В ходе дальнейших боёв на Калининском фронте я своими глазами видел, как немцы, отступая, сжигали деревни. Вот почему на Калининской земле людям после освобождения пришлось жить в землянках и даже в ДЗОТах, построенных, в том числе и немцами.

Будучи вычислителем, я часто бывал не только в штабе дивизиона, но и полка. Бывая в штабе дивизиона, меня частенько комиссар дивизиона Бойкачёв просил написать под его диктовку политдонесения комиссару 788 артполка И.Д. Кабаничу. У него был скверный почерк. Ещё во время подготовки операции под Никольском, о которой я уже написал, в штаб дивизиона, как раз, когда я писал политдонесение от имени Бойкачёва, неожиданно зашла группа начальства. В том числе были, как я потом узнал, комиссар полка И.Д. Кабанич, ответственный секретарь партбюро П.А. Олексенко и начальник штаба полка А.П. Сунцов. Все, кто в это время находились в штабе, встали поприветствовать, а комиссар полка, увидев в моих руках политдонесение, сказал: «Вот, оказывается, кто от имени Бойкачёва составляет такие складные и довольно грамотные политдонесения». Эту группу мне, по приказанию начальника штаба нашего дивизиона старшего лейтенанта Леконцева, пришлось сопровождать на КП командира дивизиона, где организовывалась та самая разведка боем.

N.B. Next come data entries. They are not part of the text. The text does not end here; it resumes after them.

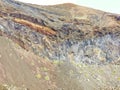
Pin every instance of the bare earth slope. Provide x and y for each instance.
(60, 47)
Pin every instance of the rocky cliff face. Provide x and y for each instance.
(76, 35)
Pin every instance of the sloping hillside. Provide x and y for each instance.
(60, 47)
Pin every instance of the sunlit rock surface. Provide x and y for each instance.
(80, 44)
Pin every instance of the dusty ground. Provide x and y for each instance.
(19, 68)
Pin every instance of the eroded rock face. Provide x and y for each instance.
(91, 38)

Вот это и стало в дальнейшем основанием для моего перевода вычислителем в штабную батарею. На это был приказ. Как я потом понял, комиссару полка нужен был такой человек, как я. Но это было позднее.

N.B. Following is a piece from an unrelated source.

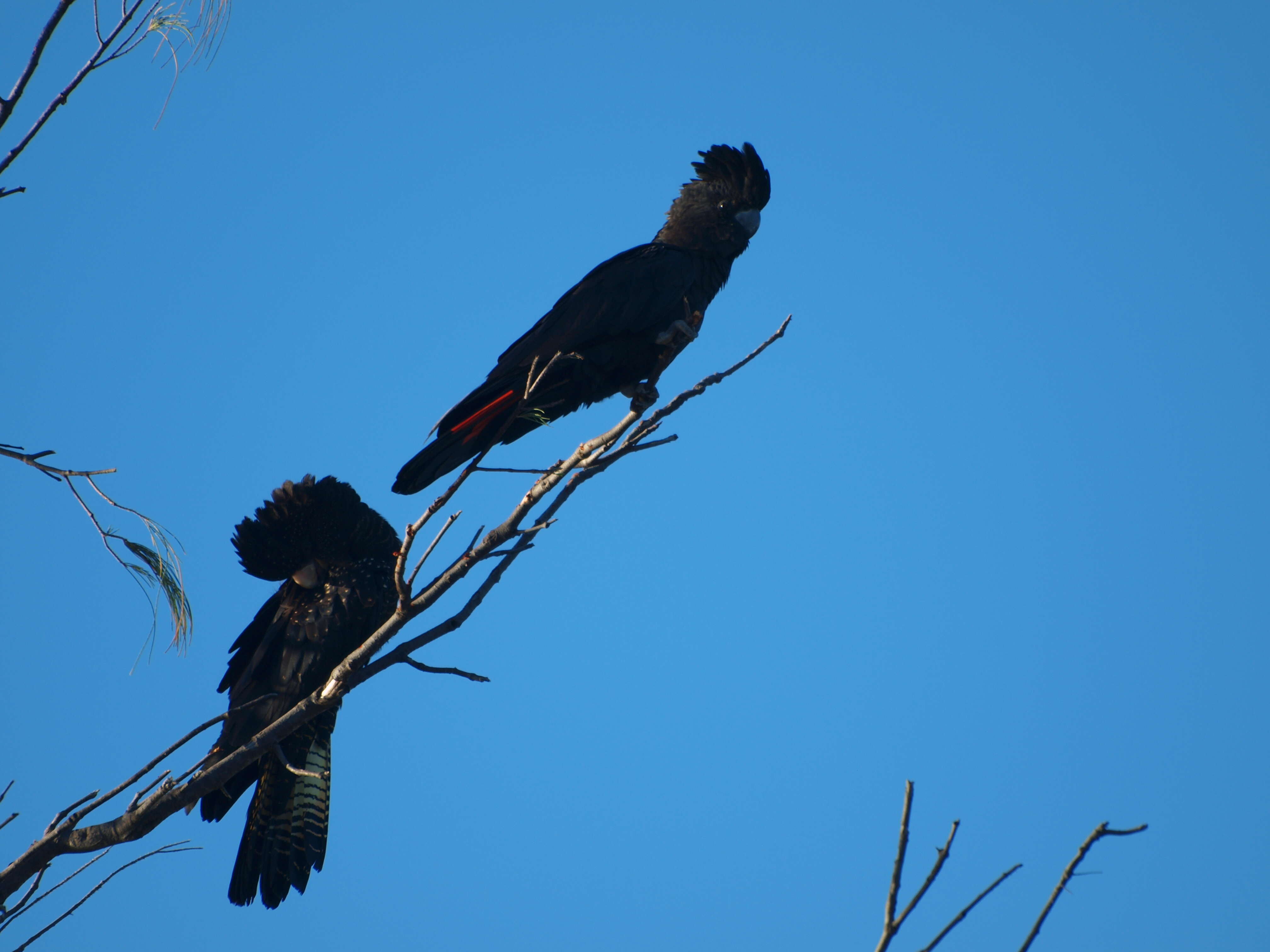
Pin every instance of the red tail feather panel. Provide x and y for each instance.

Находясь в дивизионе, я по заданию начальника штаба Леконцева отправился с донесением в штаб полка. Сдав донесение начальнику штаба полка, я отнёс строевую записку в строевую часть полка. Я уже собрался уходить, как неожиданно, по сути, вслед за мной, вошёл начштаба Сунцов. Строевая часть полка располагалась в хате, где жили дед с бабкой. После короткого разговора Сунцов говорит: «Хотелось бы разыскать сохранившуюся баньку». И обратился ко мне: «Журавлёв, ты ведь хорошо уже знаешь расположение этой деревни, поищи-ка баньку». Разговор услышала бабка и говорит: «Эх, сыночки, ни одной баньки не только в нашей деревне, но и в окрестных не сохранилось. Всё немец пожёг на дрова». «Жаль», – сказал Сунцов. Вдруг бабка сказала: «Сыночки, если хотите, то я вам устрою помыться кути». Это так у них называется кухня. Мы все на это разом согласились. Начальник штаба полка, уходя, сказал: «Как будет готова, дайте знать».

После бани стали ужинать, но, как говорится, «после баньки укради, да выпить надо». Ужин получился на славу. Когда бабушка немножко выпила, она вдруг заговорила: «Я вам, сыночки дорогие, скажу откровенно. Мы ведь ждали немца. Колхозы нам надоели. Но когда он пришёл, сначала кур поел, потом поросят и свинью, потом и до коровы добрался. Дак гоните этого супостата как можно дальше, чтобы он больше сюда никогда не вернулся». Дед же сидел всё молча и покуривал трубку. И в продолжение бабушка сказала: «Дед то – активист колхоза. Он и сейчас прячет колхозного мерина и боится, как бы кто не обнаружил его в лесу. Сумел уберечь от немца жеребца колхозного, а свою животину не смог».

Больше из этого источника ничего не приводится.